With a few days of walking and sightseeing in Halifax, we decided that a day trip by car might be a good change. And in contrast to the previous day’s downpour, we were promised a bright, sunny day – a perfect chance to get outside. We opted for two well-known tourist destinations west of Halifax: Peggy’s Cove and Lunenburg.
Peggy’s Cove is a small rural community located on the eastern shore of St. Margaret’s Bay, which is famous for the Peggy’s Point Lighthouse (established 1868). It is 26 miles southwest of Downtown Halifax and comprises one of the numerous small fishing communities located around the perimeter of the Chebucto Peninsula. The community is named after the cove of the same name, a name also shared with Peggy’s Point, immediately to the east of the cove. The village marks the eastern point of the St. Margaret’s Bay, the red dot right above the words NOVA SCOTIA on the map below.

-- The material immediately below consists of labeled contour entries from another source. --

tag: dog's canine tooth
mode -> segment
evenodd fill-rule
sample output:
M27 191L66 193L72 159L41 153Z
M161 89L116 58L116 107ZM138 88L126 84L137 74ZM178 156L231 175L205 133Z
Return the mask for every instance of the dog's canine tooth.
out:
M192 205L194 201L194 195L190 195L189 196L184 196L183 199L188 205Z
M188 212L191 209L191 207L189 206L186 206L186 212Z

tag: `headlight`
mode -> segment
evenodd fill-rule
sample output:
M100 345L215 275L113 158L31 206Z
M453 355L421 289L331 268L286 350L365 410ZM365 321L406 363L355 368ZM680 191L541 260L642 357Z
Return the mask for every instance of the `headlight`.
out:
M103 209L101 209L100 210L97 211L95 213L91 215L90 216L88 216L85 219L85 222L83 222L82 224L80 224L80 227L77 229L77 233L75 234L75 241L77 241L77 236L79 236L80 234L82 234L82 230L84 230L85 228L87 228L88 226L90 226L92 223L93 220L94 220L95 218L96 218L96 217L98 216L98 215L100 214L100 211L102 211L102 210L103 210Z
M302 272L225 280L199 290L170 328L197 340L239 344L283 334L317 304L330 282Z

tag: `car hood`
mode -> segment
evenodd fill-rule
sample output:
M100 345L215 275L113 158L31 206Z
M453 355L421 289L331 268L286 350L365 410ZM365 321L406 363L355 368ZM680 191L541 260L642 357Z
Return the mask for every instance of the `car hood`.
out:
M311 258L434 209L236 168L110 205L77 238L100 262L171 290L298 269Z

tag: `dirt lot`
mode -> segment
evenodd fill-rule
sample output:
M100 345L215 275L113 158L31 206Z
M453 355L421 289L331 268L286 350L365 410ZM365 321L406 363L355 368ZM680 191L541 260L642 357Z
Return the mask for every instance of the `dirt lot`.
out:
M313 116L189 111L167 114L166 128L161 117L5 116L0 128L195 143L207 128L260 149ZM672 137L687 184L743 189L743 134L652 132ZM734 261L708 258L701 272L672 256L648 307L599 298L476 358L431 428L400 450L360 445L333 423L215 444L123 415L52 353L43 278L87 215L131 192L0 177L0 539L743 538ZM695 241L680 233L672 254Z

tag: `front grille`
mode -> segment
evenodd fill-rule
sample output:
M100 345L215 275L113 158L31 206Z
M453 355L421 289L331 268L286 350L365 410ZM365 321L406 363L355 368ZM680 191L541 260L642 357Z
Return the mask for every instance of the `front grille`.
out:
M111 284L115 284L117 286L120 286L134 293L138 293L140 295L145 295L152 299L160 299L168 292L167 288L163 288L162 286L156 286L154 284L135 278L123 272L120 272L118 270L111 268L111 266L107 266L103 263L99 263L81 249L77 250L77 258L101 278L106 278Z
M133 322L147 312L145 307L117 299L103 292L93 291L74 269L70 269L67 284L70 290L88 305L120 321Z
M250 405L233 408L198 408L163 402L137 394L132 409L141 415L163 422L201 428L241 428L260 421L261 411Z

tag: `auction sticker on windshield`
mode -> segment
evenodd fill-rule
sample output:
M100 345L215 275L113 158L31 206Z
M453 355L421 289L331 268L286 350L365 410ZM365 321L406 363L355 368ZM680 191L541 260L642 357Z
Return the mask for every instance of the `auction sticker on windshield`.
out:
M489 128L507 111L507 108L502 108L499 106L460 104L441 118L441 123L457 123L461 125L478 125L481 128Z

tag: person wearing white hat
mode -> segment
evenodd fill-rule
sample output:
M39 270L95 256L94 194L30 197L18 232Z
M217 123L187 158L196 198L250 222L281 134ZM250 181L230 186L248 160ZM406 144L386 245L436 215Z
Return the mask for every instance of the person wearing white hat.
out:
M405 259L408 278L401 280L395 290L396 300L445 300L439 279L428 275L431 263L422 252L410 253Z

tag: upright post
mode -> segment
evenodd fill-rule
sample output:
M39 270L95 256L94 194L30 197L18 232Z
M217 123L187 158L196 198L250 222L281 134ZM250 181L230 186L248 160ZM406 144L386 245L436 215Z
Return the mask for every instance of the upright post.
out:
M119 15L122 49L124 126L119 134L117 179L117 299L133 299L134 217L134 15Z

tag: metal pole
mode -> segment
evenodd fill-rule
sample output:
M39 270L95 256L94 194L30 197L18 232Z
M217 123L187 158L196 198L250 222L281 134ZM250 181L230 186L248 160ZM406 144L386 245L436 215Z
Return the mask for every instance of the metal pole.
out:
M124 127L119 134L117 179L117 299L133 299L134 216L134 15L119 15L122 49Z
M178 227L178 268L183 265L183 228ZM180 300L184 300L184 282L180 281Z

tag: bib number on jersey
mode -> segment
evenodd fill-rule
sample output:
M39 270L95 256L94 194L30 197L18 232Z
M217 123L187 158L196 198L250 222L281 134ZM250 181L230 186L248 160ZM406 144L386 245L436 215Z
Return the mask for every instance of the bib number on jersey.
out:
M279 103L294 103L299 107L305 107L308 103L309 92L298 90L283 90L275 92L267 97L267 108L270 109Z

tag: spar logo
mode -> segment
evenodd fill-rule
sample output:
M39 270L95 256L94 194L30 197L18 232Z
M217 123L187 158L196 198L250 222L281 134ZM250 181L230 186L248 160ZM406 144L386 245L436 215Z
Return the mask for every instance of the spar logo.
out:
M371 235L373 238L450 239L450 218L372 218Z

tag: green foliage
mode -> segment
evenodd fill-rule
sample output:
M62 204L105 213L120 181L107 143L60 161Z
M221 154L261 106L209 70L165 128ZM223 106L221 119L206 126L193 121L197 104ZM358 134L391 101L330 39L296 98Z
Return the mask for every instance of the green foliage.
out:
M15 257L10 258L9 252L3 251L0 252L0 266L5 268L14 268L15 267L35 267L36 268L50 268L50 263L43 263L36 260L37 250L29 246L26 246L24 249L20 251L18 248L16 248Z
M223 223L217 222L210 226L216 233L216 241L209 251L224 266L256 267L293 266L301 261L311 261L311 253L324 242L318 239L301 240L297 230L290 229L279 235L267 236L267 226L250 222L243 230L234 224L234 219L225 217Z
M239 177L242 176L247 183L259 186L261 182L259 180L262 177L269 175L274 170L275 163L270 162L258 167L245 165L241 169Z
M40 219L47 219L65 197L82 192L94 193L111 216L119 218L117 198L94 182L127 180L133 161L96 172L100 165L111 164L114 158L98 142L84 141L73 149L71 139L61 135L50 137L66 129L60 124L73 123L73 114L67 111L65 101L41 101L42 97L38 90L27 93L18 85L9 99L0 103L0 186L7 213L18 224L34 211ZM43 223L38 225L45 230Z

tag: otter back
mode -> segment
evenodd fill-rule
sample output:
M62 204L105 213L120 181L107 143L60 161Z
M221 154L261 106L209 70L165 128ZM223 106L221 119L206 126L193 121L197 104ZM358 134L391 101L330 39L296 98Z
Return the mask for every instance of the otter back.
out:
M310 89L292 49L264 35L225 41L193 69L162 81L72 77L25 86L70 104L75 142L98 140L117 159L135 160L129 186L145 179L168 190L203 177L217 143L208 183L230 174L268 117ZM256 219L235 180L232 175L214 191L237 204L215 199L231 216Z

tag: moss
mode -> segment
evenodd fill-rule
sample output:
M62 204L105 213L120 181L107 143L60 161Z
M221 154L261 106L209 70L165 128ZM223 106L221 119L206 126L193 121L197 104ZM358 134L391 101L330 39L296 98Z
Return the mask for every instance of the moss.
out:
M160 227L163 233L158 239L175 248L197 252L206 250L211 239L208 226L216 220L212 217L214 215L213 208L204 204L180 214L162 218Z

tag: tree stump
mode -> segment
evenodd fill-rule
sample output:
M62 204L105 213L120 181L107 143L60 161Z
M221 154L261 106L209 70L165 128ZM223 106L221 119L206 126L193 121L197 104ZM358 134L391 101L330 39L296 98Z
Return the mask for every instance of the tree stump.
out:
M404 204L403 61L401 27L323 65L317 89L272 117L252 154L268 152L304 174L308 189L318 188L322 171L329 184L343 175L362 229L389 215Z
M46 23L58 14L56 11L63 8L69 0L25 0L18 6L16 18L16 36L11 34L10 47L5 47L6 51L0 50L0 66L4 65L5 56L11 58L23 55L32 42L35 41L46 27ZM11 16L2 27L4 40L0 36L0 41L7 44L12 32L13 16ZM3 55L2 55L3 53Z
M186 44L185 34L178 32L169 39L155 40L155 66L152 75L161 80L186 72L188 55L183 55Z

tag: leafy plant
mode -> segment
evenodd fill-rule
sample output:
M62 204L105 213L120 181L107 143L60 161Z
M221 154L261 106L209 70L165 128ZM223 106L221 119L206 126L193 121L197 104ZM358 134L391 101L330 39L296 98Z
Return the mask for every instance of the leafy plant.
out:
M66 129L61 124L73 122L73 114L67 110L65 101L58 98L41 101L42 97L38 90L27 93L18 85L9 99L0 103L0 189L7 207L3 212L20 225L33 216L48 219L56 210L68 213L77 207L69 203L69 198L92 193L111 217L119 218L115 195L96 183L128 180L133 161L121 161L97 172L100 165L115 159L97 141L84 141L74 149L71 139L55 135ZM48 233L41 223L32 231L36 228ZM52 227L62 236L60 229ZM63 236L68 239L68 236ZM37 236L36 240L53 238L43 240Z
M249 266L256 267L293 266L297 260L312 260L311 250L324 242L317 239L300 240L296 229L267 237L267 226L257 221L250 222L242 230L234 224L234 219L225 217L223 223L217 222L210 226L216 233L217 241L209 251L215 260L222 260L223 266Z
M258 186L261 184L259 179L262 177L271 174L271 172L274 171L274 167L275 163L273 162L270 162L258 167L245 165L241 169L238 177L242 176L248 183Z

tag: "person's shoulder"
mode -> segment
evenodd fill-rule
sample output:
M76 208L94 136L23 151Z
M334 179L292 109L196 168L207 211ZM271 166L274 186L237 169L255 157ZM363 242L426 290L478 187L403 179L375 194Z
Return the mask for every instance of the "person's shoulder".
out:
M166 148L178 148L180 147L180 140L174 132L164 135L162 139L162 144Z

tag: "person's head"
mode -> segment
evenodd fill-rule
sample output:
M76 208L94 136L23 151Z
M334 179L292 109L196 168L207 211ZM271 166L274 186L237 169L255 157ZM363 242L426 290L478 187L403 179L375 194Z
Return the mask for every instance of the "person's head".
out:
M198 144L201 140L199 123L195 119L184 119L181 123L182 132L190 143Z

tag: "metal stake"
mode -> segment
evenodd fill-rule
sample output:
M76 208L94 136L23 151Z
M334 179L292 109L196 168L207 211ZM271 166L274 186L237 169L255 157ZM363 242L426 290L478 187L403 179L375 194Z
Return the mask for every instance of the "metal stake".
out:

The first recorded name of the cove was Eastern Point Harbor or Peggs Harbor in 1766. The village is likely named after Saint Margaret’s Bay (Peggy being the nickname for Margaret), which Samuel de Champlain named after his mother Marguerite.
This overview gives a sense of the scale of the place – essentially a big extrusion of granite being constantly beaten on by the wind and ocean, with a lighthouse to give warning and a small collection of buildings that were likely originally about fishing but today mostly support tourism. The Atlantic sweeps up the eastern seaboard and beats pretty hard on this coastline. There’s no breakwater.
The iconographic lighthouse seems too small for the setting but I guess it’s anchored well enough to not be blown away. There are probably several hundred thousand pictures like this one in digital collections around the world.
Here’s another view, from the approach road.
Of course, in today’s world, you have to time your shot.
We had arrived just barely in advance of the first wave of landliners and tourists. From its inception, the community’s economy revolved around fishery. However, tourism began to overtake fishing in economic importance following the Second World War. Today, Peggy’s Cove is a major tourist attraction, although its inhabitants still fish for lobster, and the community maintains a rustic undeveloped appearance.
Looking back towards the restaurant you get a clear sense of the way in which the granite boulders have been strewn across the landscape. More than 400 million years ago, in the Devonian Period, the plate tectonics movement of the Earth’s crust allowed molten material to bubble up from the Earth’s interior. This formed the rocks we see today and are part of the Great Nova Scotia batholith.
The unique landscape of Peggy’s Cove and surrounding areas was subsequently carved by the migration of glaciers and the ocean tides.
The village was founded in 1811 when the Province of Nova Scotia issued a land grant of more than 800 acres (320 ha) to six families of German descent. The settlers relied on fishing as the mainstay of their economy but also farmed where the soil was fertile. They used surrounding lands to pasture cattle. In the early 1900s the population peaked at about 300. The community supported a schoolhouse, church, general store, lobster cannery and boats of all sizes that were nestled in the cove. The photo below shows the tourism restaurant on the left and ‘village’ buildings scattered to the right.
If you’re willing to get a bit off the path to the lighthouse, you can get up close and personal with some of this geology. The view below shows the way in which the undulations trap pools of water between tides.
Closer to the shoreline there’s a clear warning about “sneaker” waves.
Of course, the black rocks are the ones that attract some people – it was such a beautiful day, what could the harm be?
I found some of the layering, fault lines and smooth-rough contrast intriguing.
And of course, here and there, signs of determination and resilience – hard to believe.
We headed back inland towards Lunenburg. It didn’t take long for the landscape to show it’s softer side where soil had been able to accumulate around the boulders.
And once we reached the main road and rounded a bend, a view back put things in scale.